It is important for all businesses, especially managed care companies,
to understand the laws against anticompetitive and unfair trade
practices and activities at the federal and state level and, to the extent
possible, protect against the expenses of regulatory investigations
at the federal and state levels and the costs associated with civil
litigation filed by the federal government, states, competitors,
members/beneficiaries and network and non-network providers.
The consolidation in the industry has been unprecedented in the
last 20 years and antitrust and similar lawsuits and investigations
are being brought by the Antitrust Division of the Department of
Justice, the Federal Trade Commission, state attorneys general and
private plaintiffs at an increasing rate, as well. These claims implicate
D&O coverage, E&O coverage, stand-alone regulatory coverage
as well as ERM programs and the decision making process behind
business decisions leading to the use of prohibited anti-competitive
practices, mergers and acquisitions. This drive towards consolidation
and potentially anti-competitive behavior is being fostered by
multiple factors, including economics and finance, normal business
cycles and the pressures and predilections of the ACA and the
mass regulations promulgated under the ACA. Christopher Pope
wrote on behalf of the Heritage Foundation in August 2014 (“How
the Affordable Care Act Fuels Health Care Market Consolidation”)

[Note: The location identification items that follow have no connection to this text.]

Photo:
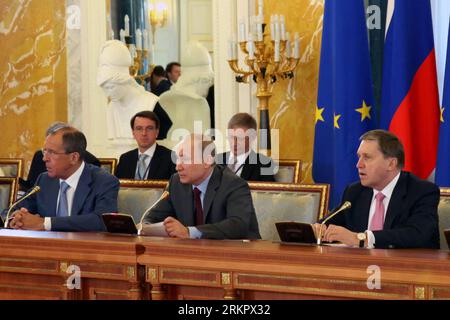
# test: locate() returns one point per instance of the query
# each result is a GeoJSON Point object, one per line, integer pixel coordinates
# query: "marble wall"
{"type": "Point", "coordinates": [33, 85]}
{"type": "Point", "coordinates": [292, 107]}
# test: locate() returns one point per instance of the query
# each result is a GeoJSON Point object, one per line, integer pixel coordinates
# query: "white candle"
{"type": "Point", "coordinates": [277, 28]}
{"type": "Point", "coordinates": [242, 32]}
{"type": "Point", "coordinates": [145, 36]}
{"type": "Point", "coordinates": [127, 26]}
{"type": "Point", "coordinates": [272, 27]}
{"type": "Point", "coordinates": [283, 28]}
{"type": "Point", "coordinates": [230, 50]}
{"type": "Point", "coordinates": [288, 45]}
{"type": "Point", "coordinates": [277, 51]}
{"type": "Point", "coordinates": [260, 32]}
{"type": "Point", "coordinates": [297, 46]}
{"type": "Point", "coordinates": [138, 39]}
{"type": "Point", "coordinates": [250, 47]}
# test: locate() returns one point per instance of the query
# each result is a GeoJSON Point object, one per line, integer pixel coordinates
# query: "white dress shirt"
{"type": "Point", "coordinates": [240, 161]}
{"type": "Point", "coordinates": [72, 181]}
{"type": "Point", "coordinates": [387, 191]}
{"type": "Point", "coordinates": [150, 152]}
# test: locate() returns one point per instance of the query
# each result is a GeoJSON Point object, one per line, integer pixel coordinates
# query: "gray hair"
{"type": "Point", "coordinates": [55, 127]}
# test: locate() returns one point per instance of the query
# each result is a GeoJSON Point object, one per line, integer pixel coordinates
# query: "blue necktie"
{"type": "Point", "coordinates": [63, 207]}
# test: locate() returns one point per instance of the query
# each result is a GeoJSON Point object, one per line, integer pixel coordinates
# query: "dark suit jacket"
{"type": "Point", "coordinates": [411, 219]}
{"type": "Point", "coordinates": [255, 168]}
{"type": "Point", "coordinates": [96, 194]}
{"type": "Point", "coordinates": [161, 165]}
{"type": "Point", "coordinates": [227, 207]}
{"type": "Point", "coordinates": [38, 166]}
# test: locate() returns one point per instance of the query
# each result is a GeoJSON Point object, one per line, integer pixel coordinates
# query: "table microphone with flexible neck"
{"type": "Point", "coordinates": [346, 205]}
{"type": "Point", "coordinates": [36, 189]}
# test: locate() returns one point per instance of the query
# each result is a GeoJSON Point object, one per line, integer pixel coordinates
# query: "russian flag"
{"type": "Point", "coordinates": [410, 99]}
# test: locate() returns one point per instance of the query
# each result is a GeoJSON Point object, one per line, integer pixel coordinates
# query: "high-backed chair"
{"type": "Point", "coordinates": [289, 171]}
{"type": "Point", "coordinates": [108, 164]}
{"type": "Point", "coordinates": [136, 196]}
{"type": "Point", "coordinates": [276, 202]}
{"type": "Point", "coordinates": [8, 192]}
{"type": "Point", "coordinates": [444, 216]}
{"type": "Point", "coordinates": [11, 167]}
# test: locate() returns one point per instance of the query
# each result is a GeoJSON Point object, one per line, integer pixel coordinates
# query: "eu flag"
{"type": "Point", "coordinates": [443, 160]}
{"type": "Point", "coordinates": [345, 98]}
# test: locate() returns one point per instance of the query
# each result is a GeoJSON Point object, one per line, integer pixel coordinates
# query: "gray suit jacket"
{"type": "Point", "coordinates": [96, 194]}
{"type": "Point", "coordinates": [227, 207]}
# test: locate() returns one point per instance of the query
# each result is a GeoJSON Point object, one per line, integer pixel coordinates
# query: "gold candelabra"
{"type": "Point", "coordinates": [266, 62]}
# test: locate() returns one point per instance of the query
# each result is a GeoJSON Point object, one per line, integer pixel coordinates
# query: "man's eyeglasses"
{"type": "Point", "coordinates": [52, 153]}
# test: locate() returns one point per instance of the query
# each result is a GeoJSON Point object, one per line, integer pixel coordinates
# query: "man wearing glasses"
{"type": "Point", "coordinates": [242, 159]}
{"type": "Point", "coordinates": [149, 161]}
{"type": "Point", "coordinates": [73, 194]}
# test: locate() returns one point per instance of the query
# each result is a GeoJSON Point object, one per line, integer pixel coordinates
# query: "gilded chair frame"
{"type": "Point", "coordinates": [13, 161]}
{"type": "Point", "coordinates": [322, 189]}
{"type": "Point", "coordinates": [109, 162]}
{"type": "Point", "coordinates": [297, 164]}
{"type": "Point", "coordinates": [14, 186]}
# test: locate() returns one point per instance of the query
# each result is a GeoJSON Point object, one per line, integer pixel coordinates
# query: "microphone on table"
{"type": "Point", "coordinates": [346, 205]}
{"type": "Point", "coordinates": [36, 189]}
{"type": "Point", "coordinates": [164, 196]}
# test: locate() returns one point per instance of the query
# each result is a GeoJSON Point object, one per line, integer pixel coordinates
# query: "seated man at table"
{"type": "Point", "coordinates": [73, 194]}
{"type": "Point", "coordinates": [205, 200]}
{"type": "Point", "coordinates": [390, 208]}
{"type": "Point", "coordinates": [38, 165]}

that “the growth of monopoly power among health care providers
3 Health Trek August 2016
bears much responsibility for driving up the cost of health care
over recent years. By mandating that general hospitals provide
uncompensated care, state and federal legislators have given them
cause to insist on regulations and discriminatory subsidies to protect
them from cheaper competitors. Instead of freeing these markets
to allow the provision of care by the most efficient organizations,
the ACA endorses these anti-competitive arrangements. It extends
the premium paid for treatment in general hospitals, employs the
purchasing power of the Medicare program to encourage the
consolidation of medical practices, and reforms insurance law to
eliminate many of the margins for competition between carriers.”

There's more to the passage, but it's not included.